While flip-flopping from being an anti-EU to a pro-EU party, Jobbik started to distance itself from Russia, and its discussion of Turkey and Turanism ceased as well.

Once Jobbik declared that Hungary belongs in the EU, Gyöngyösi also said that there is no alternative but for Hungary to continue its NATO membership.

While Orbán became a major figure and a model for many European conservatives and nationalists, Jobbik seemed to be fed up with it. In an interview with the French Courrier d’Europe centrale magazine in March 2018, Gyöngyösi declared that Orbán had become a danger to democracy, adding that “wherever you go, nationalists, extremists, and Russophiles in Europe see Orbán as a model.”

During the run-up to the 2018 election, Jobbik declared that it was certain of its victory, and Gábor Vona said that he would resign in the event that they were unsuccessful. In the end, Fidesz won another huge victory, while Jobbik remained at around 19% of the vote. Vona indeed resigned as Chairman and was replaced by Tamás Sneider, a former skinhead leader who agreed with Vona’s strategy of changing Jobbik’s platform in order to defeat Orbán at all costs.

The Russophobic Ukrainian political commentator Anton Shekhovtsov welcomed Sneider’s accession:

After its defeat in 2018, Jobbik faced an internal split between supporters of its original line and those who supported its new direction. As a result, it has become a more marginal force in Hungarian politics. When Jobbik Vice President László Toroczkai failed to defeat Sneider in his bid to become Chairman, he was forced out of the party and created his own, Mi Hazánk, which has been seeking to fill the radical nationalist void that was created by Jobbik’s shift. In the May 2019 European parliamentary elections, Jobbik dropped to 6.34% of the vote, while Mi Hazánk got 3.29%, despite being less than a year old.

What remains of Jobbik is now forming an alliance with the Left-liberal parties to contest Hungary’s local elections that will be held on October 13.

Jobbik today is a strongly anti-Russian party. In January 2019, Gyöngyösi pretended that Jobbik’s Russia policy hasn’t changed, claiming that this perception is simply a result of the government’s actions – which suggests that Gyöngyösi isn’t always comfortable with the changes that he himself has helped to introduce.

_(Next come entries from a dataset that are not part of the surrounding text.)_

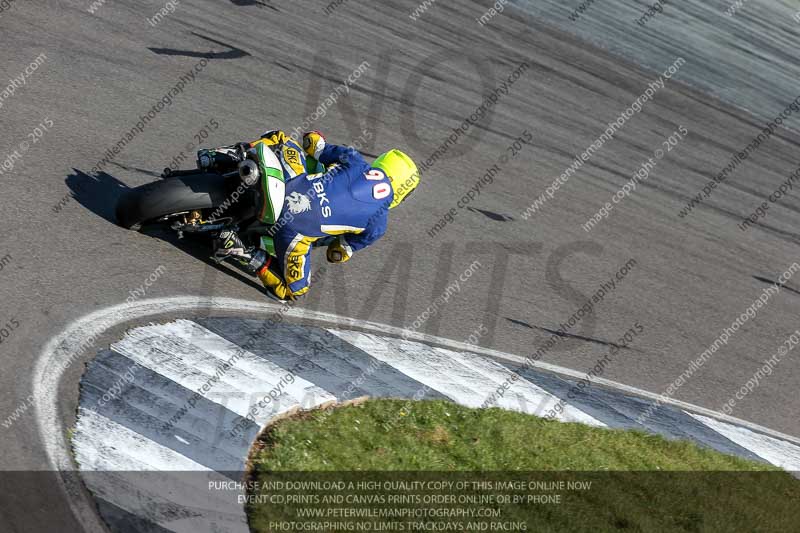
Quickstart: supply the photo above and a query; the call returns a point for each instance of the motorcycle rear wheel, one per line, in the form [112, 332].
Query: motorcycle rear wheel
[153, 201]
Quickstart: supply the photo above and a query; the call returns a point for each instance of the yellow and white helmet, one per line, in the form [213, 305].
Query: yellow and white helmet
[402, 173]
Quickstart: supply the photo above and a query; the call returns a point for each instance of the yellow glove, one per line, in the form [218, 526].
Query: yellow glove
[313, 144]
[339, 251]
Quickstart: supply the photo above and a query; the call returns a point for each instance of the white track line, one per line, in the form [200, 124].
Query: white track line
[67, 347]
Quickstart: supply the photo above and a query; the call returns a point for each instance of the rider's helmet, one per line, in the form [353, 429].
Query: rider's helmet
[402, 173]
[263, 168]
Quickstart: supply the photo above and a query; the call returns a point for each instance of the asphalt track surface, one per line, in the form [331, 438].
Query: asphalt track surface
[270, 65]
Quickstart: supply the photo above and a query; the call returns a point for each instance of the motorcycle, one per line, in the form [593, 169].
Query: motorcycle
[198, 203]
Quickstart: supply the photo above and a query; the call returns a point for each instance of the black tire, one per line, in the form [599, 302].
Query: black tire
[150, 202]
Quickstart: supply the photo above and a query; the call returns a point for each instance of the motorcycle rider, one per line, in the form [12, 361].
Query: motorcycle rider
[322, 192]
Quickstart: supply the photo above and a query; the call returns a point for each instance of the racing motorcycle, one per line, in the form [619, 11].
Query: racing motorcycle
[199, 203]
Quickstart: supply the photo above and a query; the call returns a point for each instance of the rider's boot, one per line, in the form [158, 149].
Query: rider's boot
[228, 245]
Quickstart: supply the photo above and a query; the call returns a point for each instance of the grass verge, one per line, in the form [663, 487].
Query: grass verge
[579, 478]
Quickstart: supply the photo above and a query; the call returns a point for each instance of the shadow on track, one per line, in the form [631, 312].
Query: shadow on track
[100, 194]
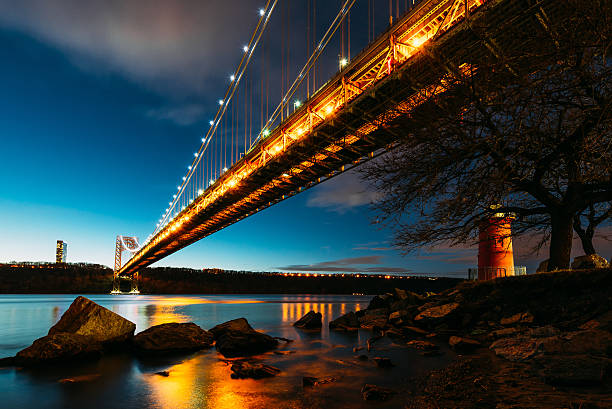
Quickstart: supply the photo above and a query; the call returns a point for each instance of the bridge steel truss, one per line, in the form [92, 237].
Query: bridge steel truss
[350, 119]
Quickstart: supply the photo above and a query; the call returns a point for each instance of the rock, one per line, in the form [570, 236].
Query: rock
[374, 318]
[399, 317]
[414, 331]
[373, 392]
[346, 322]
[172, 337]
[284, 352]
[461, 344]
[8, 361]
[60, 347]
[243, 370]
[422, 345]
[589, 262]
[81, 378]
[312, 320]
[505, 332]
[547, 340]
[312, 381]
[85, 317]
[437, 313]
[237, 338]
[542, 267]
[572, 370]
[383, 362]
[520, 318]
[603, 322]
[380, 301]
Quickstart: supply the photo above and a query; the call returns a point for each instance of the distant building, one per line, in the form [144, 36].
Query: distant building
[60, 251]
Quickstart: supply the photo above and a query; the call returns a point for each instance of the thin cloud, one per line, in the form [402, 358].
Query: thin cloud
[183, 115]
[342, 194]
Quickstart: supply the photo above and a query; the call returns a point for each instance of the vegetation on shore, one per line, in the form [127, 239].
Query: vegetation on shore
[94, 279]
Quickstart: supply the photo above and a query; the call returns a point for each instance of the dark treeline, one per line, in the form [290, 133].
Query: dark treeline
[53, 278]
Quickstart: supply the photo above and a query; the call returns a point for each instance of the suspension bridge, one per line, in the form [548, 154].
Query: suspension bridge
[340, 124]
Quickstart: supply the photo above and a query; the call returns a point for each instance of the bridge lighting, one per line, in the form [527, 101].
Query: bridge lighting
[418, 41]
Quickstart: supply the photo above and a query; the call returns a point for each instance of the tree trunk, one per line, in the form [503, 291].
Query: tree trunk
[587, 244]
[560, 241]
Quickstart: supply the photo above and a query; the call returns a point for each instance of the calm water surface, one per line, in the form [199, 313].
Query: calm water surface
[202, 380]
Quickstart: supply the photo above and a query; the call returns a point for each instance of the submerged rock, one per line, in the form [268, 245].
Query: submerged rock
[85, 317]
[243, 369]
[173, 337]
[60, 347]
[312, 320]
[436, 314]
[237, 338]
[346, 322]
[312, 381]
[461, 344]
[373, 392]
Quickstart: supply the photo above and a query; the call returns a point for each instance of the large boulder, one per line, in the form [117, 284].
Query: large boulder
[374, 318]
[243, 370]
[172, 337]
[589, 261]
[549, 341]
[346, 322]
[312, 320]
[60, 347]
[85, 317]
[436, 314]
[237, 338]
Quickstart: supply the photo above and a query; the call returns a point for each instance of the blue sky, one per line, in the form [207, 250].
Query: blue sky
[103, 104]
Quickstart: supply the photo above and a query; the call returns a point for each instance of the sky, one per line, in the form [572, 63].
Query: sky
[103, 104]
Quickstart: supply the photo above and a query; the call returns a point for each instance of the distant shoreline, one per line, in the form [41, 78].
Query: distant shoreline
[95, 279]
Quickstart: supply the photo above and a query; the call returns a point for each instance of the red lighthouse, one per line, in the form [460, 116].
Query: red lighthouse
[495, 257]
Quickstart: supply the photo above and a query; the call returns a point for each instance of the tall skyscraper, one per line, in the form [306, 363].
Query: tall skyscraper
[60, 252]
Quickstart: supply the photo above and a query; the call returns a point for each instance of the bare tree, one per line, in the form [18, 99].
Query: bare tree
[594, 215]
[524, 127]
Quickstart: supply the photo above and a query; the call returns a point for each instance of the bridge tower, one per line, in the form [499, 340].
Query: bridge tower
[130, 244]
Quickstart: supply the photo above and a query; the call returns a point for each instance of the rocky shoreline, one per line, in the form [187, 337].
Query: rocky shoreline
[533, 341]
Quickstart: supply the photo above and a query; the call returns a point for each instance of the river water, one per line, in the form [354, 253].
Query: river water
[202, 379]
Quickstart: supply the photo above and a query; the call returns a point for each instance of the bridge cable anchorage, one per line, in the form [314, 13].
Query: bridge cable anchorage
[246, 58]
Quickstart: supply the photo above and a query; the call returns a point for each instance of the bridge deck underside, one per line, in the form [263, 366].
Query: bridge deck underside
[341, 142]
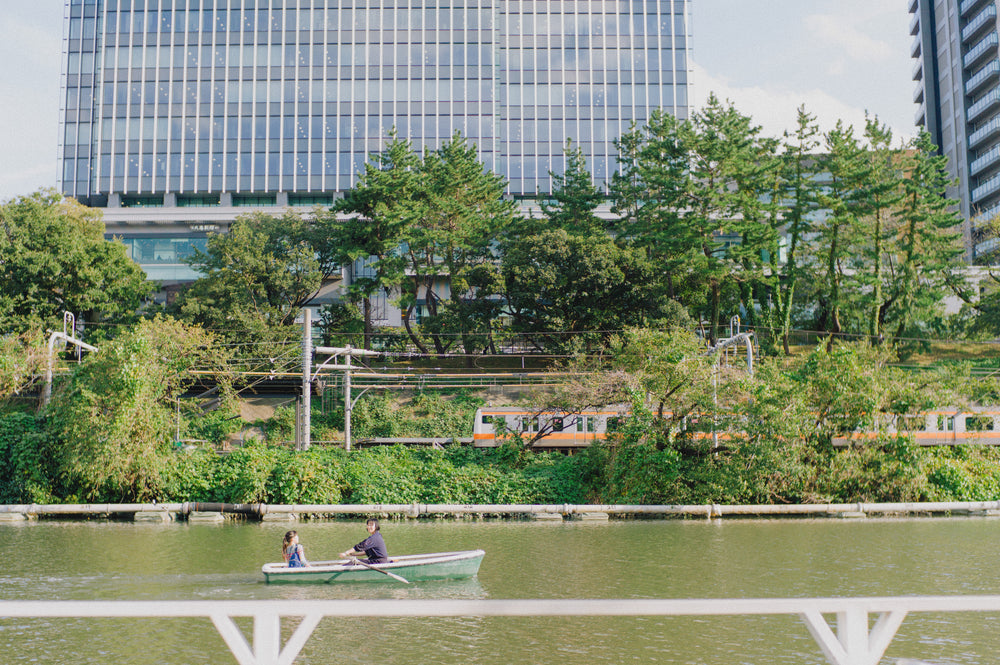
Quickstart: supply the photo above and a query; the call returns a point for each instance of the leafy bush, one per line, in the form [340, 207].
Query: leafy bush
[24, 472]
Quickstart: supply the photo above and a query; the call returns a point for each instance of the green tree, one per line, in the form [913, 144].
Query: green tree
[113, 421]
[23, 359]
[648, 194]
[848, 168]
[881, 193]
[570, 292]
[256, 278]
[799, 199]
[927, 241]
[728, 164]
[437, 221]
[367, 226]
[54, 259]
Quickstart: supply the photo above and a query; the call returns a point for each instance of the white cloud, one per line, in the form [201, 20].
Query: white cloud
[843, 33]
[775, 108]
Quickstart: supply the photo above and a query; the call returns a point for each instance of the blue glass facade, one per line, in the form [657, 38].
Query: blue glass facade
[190, 100]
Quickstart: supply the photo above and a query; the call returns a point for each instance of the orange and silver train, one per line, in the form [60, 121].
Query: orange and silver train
[563, 430]
[553, 429]
[947, 426]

In February 2019, Jobbik sent a representative (Balázs Szabó – he’s not an MP, as some sources have incorrectly stated) to an Intermarium conference in Estonia, in which representatives from Ukraine’s radically anti-Russian Azov National Corps also took part.

In July 2019, the Daily News Hungary Website – which is financed by Jobbik – has been spreading fake news which claims that Hungary helped to facilitate Russia in transporting arms across its territory into Serbia. The article “forgot” to mention that the Russian aircraft also crossed Poland, for example.

In August 2019, Jobbik’s new prominent personality, Péter Jakab (who has a good chance of becoming Jobbik’s leader by the end of 2019), declared that “if Orbán remains in power for 15 more years, Hungary will no longer be a member of the EU but will become a Russian colony.”

Given the instability at its core, it is now uncertain if Jobbik will survive the coming years. From a Eurasianist perspective, it no longer holds a great deal of importance anyway, since the party is now fully aligned with the Left-liberal forces that are seeking to overthrow illiberal conservative Viktor Orbán. But Jobbik’s fate is a perfect example of how those who present themselves as radicals one day can transform themselves into good liberals the next, in this age of ideological plasticity that holds sway in postmodern Europe today.